DETERMINATION OF IL-1 alpha CONCENTRATION IN CULTURE MEDIUM
In response to physical or chemical stress, keratinocytes produce and release a number of cytokines which rapidly generate cutaneous inflammation.This observation allows for the measurement of such keratinocyte responses to evaluate toxicological properties of chemicals in order to identify irritants. A complimentary endpoint, IL-1 alpha release is incorporated in this assay for those chemicals which do not reduce tissue viability below the threshold for predicting irritancy (50%). This complimentary endpoint was used to either confirm a non-irritant result or used to override the non-irritant result thereby improving the sensitivity of the assay.

-Procedure: For test materials showing a relative tissue viability of >50%, the amount of IL-1 alpha (pg/mL) released into the culture medium at the end of the 42-hour post-exposure incubation period was measured in duplicate using R&D systems IL-1 alpha ELISA kit DLA50 (R&D systems, Abingdon, UK). A detailed test procedure was supplied with the kit.

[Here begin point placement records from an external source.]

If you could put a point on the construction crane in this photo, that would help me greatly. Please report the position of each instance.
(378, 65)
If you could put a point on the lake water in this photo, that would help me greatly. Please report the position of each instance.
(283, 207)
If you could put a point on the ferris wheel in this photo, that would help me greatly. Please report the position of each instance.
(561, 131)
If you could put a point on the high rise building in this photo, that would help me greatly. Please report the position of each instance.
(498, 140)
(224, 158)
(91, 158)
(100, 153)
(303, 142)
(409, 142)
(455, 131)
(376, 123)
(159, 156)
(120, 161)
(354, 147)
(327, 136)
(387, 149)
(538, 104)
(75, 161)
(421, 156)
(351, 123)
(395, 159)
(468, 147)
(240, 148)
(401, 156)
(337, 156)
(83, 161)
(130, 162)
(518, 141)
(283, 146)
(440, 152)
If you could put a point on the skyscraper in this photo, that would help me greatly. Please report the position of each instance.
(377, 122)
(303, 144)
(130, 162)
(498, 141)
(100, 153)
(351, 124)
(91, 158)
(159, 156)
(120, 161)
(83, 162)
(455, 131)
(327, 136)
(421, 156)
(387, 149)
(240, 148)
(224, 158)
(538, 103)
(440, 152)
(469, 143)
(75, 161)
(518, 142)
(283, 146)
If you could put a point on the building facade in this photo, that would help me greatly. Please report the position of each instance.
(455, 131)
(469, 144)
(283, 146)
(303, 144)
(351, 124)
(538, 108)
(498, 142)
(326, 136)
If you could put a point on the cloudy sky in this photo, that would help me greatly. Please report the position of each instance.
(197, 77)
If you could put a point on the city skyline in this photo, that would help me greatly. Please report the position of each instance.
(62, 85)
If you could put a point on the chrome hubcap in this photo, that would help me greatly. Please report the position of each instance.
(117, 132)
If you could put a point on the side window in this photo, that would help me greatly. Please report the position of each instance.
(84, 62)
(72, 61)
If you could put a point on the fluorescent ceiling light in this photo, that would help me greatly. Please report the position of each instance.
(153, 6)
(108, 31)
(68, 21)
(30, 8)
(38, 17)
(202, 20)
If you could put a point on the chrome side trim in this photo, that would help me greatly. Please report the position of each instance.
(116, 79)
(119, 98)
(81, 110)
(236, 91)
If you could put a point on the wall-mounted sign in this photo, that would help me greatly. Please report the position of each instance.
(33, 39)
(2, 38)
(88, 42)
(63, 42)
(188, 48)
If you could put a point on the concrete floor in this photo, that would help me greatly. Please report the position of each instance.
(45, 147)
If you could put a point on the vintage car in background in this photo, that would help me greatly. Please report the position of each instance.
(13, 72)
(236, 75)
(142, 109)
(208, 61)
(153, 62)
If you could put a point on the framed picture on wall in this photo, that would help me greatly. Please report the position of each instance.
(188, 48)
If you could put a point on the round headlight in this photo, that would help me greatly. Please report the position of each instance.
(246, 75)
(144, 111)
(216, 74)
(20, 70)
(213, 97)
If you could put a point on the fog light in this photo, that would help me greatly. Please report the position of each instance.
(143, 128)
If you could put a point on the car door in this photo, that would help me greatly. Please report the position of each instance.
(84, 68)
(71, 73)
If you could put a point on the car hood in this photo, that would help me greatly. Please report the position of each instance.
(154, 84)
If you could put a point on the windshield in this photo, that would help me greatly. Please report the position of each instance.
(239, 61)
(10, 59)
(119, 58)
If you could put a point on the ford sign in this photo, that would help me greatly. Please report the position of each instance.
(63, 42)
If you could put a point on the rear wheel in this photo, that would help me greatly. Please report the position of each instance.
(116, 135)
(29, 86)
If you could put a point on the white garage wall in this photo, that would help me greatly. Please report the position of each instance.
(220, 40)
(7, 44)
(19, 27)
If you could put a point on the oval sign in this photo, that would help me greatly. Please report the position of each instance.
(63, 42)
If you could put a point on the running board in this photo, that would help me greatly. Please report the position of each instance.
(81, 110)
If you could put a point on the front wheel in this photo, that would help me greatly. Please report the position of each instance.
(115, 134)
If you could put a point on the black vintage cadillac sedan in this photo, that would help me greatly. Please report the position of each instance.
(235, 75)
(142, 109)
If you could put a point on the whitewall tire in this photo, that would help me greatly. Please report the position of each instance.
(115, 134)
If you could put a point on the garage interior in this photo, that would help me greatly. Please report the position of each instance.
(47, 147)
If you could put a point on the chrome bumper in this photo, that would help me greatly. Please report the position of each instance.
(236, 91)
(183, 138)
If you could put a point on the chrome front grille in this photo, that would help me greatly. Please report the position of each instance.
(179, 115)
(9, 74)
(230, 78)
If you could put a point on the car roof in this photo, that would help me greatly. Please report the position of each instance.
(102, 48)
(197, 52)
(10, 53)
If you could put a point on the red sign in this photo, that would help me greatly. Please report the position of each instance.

-Interpretation of Result: The test material is considered to be an irritant if the relative tissue viability after 15 minutes exposure and 42 hours post-exposure incubation is > 50% and the amount of IL-1 alpha release is > 60 pg/mL. The test material is considered to be a non-irritant if the relative tissue viability after 15 minutes of exposure and 42 hours of post-exposure incubation is > 50% and the amount of IL-1 alpha released is less than or equal to 60 pg/mL.

Results and discussion

In vivo

Irritant / corrosive response data:
The relative mean viability of the test material treated tissues was 109.7% after a 15-minute exposure.
Following the 15-minute exposure the test material treated tissues appeared blue which was considered indicative of viable tissue.
Other effects:
DIRECT MTT REDUCTION
The MTT solution containing the test material did not turn blue/purple which indicated that the test material did not directly reduce MTT.

Any other information on results incl. tables

The concentration of inflammatory mediator IL-1 alpha in the culture medium retained from the test material treated tissues was 20.485 pg/mL. This result confirmed the absence of cytotoxicity as determined in the MTT assay.

Applicant's summary and conclusion

Interpretation of results:
not irritating
Remarks:
Migrated information Criteria used for interpretation of results: other: EPISKIN Reconstituted human epidermis model
Conclusions:
Using the EPISKIN reconstituted human epidermis model, the skin irritation potential of the test material as determined by an indicator of cytotoxicity based on reduction of MTT was found to be non-irritating. This result was confirmed by assessment of the inflammatory mediator IL- 1 alpha.